The case pertained to the suicide of the employee of a Gurgaon firm on March 23, 2011. In his suicide note, he had accused six people of forcing him to take the extreme step.

chandigarh Updated: Jun 06, 2018 12:09 IST
The court said one should examine the “attending circumstances” to find out if the accused is responsible for somebody’s suicide in any way.(Getty Images/iStockphoto)

A case of abetment to suicide cannot be made out if a “person of weak mentality” names somebody in his suicide note but a subsequent investigation fails to establish the accused’s guilt, the Punjab and Haryana high court has ruled.

“The offence of abetment requires ‘mens rea’ (a guilty mind). There must be intentional aiding or goading the commission of suicide by another. Otherwise, even a casual remark or something said in everyday conversation will be wrongly construed as abetment,” a high court bench of justice PB Bajanthri said, quashing an FIR against four lawyers and two employees of a Gurgaon firm in a suicide case dating back to 2011.

Iqbal Asif Khan, a manager with Xerox India Limited, had ended his life on March 23 that year. His suicide note alleged that six people – lawyers AR Madhav Rao, RK Hasija, MP Devnath and Nishant Mishra and firm employees Inder Singh Bisht and Ganesh Prasad Sati – had forced him to take the extreme step.

However, a police investigation failed to find any wrongdoing on their part.
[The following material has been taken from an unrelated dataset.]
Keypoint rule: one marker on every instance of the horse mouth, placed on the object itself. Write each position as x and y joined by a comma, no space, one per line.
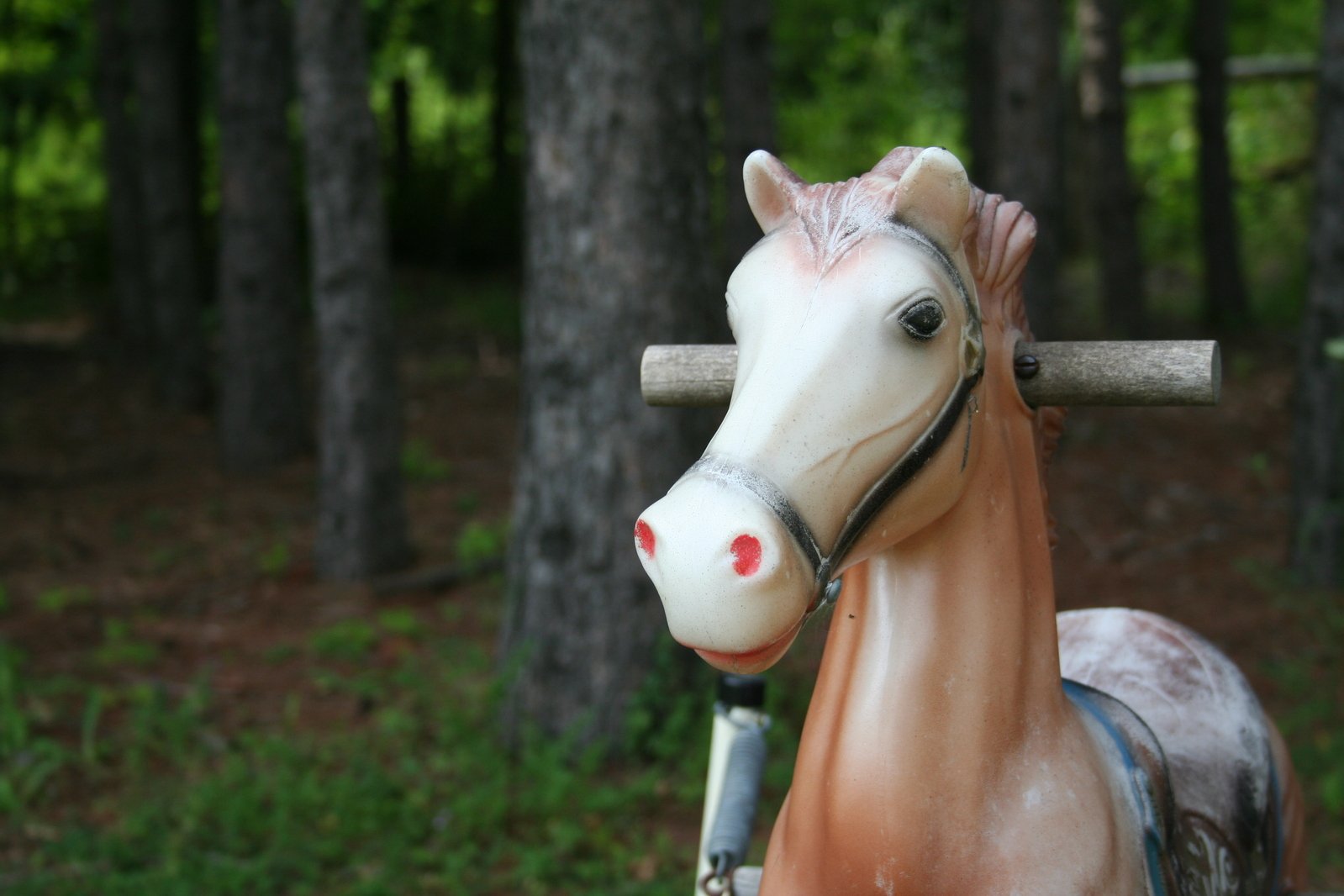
751,661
The accused also pointed out to the court that the allegations were vague in nature, and must have been made by Khan at a time of severe stress.

Justice Bajanthri observed that one cannot immediately jump to the conclusion that a person has abetted suicide just because he was named in a suicide note. Instead, the “attending circumstances” have to be examined to find out if the accused was responsible in any way, he said.

“For the wrong decision taken by a coward, fool, idiot, a man of weak mentality, a man of frail mentality, another person cannot be blamed as having abetted his committing suicide (sic),” the court observed in its ruling.